TORONTO – At each step since Max Scherzer’s thumb issues first flared up again some three weeks ago, good day or bad, the veteran right-hander has made it clear that the problem was far from resolved.
Exactly one week ago, for instance, when he threw 62 pitches over four shutout innings against the Minnesota Twins in his final spring start, topping out at 94.7 m.p.h. with a fastball that sat 93.3, he stressed that “everybody’s trying to figure out how to manage this.”
During Wednesday’s Toronto Blue Jays workout ahead of Opening Day, he was even more blunt, saying, “I’m still going through it,” forcing him to “change everything up, change all the treatment on it, I am having to back up bullpens, having to change how I throw. Heck, even opening a water bottle, I have to do that left-handed.”
Even more ominously, he later added: “How you grip the ball is critical to your arm health. My arm is built to hold a baseball a certain way, squeeze the ball a certain way.
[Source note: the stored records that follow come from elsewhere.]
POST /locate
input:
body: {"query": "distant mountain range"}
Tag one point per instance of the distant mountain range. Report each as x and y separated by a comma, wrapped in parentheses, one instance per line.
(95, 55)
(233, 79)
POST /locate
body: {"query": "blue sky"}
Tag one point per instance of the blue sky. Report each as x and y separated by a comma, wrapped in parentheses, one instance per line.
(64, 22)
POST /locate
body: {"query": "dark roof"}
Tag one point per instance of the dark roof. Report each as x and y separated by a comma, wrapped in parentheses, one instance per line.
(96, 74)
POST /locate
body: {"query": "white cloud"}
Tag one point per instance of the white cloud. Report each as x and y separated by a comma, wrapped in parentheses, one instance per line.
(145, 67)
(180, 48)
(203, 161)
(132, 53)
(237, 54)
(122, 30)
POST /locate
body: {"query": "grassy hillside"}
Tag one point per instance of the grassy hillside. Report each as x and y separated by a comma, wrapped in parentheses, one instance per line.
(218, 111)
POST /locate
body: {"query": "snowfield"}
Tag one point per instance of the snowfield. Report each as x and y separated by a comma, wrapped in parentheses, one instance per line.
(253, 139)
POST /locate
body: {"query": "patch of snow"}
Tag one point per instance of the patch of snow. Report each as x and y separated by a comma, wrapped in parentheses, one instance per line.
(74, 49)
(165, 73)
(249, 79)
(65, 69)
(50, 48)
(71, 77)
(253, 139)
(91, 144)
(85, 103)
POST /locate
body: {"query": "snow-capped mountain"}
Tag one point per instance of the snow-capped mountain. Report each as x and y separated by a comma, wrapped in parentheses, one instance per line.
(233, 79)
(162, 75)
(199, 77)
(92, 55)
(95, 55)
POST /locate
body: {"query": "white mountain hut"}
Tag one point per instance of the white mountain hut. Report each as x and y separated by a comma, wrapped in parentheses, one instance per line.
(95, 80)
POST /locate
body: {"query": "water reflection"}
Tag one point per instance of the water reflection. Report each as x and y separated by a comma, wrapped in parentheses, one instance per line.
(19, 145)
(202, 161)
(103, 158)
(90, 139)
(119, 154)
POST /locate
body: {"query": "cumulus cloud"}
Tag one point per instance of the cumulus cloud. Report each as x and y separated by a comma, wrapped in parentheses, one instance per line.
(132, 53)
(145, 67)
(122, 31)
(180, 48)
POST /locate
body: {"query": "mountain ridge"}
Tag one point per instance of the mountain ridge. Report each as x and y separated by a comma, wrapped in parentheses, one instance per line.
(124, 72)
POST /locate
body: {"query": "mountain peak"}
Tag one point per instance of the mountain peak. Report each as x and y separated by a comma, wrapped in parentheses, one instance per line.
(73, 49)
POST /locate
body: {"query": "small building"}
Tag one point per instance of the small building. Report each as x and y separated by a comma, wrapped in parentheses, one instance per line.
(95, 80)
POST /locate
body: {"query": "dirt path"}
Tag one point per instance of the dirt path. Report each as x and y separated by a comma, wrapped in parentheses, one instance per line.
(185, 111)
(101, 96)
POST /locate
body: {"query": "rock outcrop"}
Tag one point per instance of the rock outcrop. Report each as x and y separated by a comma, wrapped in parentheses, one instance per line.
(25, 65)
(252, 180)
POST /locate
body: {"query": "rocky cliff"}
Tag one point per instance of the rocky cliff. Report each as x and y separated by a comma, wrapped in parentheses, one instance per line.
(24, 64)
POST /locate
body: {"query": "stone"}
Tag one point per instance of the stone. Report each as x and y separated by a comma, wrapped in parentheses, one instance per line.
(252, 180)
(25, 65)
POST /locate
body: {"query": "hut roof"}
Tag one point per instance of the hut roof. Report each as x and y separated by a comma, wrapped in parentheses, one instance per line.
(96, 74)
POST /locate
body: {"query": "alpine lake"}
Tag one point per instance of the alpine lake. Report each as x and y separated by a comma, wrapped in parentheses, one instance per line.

When that’s affected, the rest of your arm is picking up slack because of the lack of strength that you have in your thumb. … It affects your whole arm … all the way into even to your shoulder, into the lat, too.”
Little surprise, then, that his much-anticipated Blue Jays debut was cut short Saturday after just three innings, right lat soreness forcing him out of what finished as a 9-5 loss to the Baltimore Orioles.
The severity of the injury wasn’t immediately clear, but as manager John Schneider worked through a five-reliever day that will reverberate for the next few games, questions on why the club declined to carry lefty Ryan Yarbrough – perfect for just this scenario – resurfaced.
As well, the ongoing uncertainty around Scherzer’s status also underlines the risk the club took in making a $15.5-million, one-year bet that the 40-year-old still had some upside left.
And, given the Blue Jays’ lack of starting depth, any absence won’t be easy to paper over, although the club built up Yariel Rodriguez, who pitched in relief Thursday but not Saturday, during spring just in case.
That the Blue Jays found themselves in this spot was made all the more surprising as before the game, Schneider said Scherzer “has been rip-roaring ready to go the last couple of days,” quipping, “so, Mad Max engaged. He’s on.”
He didn’t look it from the outset, his second pitch of the game was a 91.6 m.p.h. fastball that Colton Cowser hammered 417 feet to centre field. Two batters later, Jordan Westburg crushed a slider that hung middle-middle 434 feet to centre.
Scherzer rallied to retire the final seven batters he faced, but his fastball velocity topped out at 93.4 – his average last time out – while he sat 92.5.
Once he left, the 4-2 lead the Blue Jays had just taken on Andres Gimenez’s two-run homer in the bottom of the third immediately unravelled before a paid attendance of 27,005. Richard Lovelady took over and went double, strikeout, hit batter, hit batter, sacrifice fly, walk and three-run double to No. 9 hitter Ramon Urias.
That put the Orioles up 6-4. They tacked on two more against Jacob Barnes in the fifth to pad their lead and never looked back.
All of which wasted a solid day at the plate by the Blue Jays, led by the Gimenez homer plus four hits and a walk from Bo Bichette, who continues to regularly find barrels.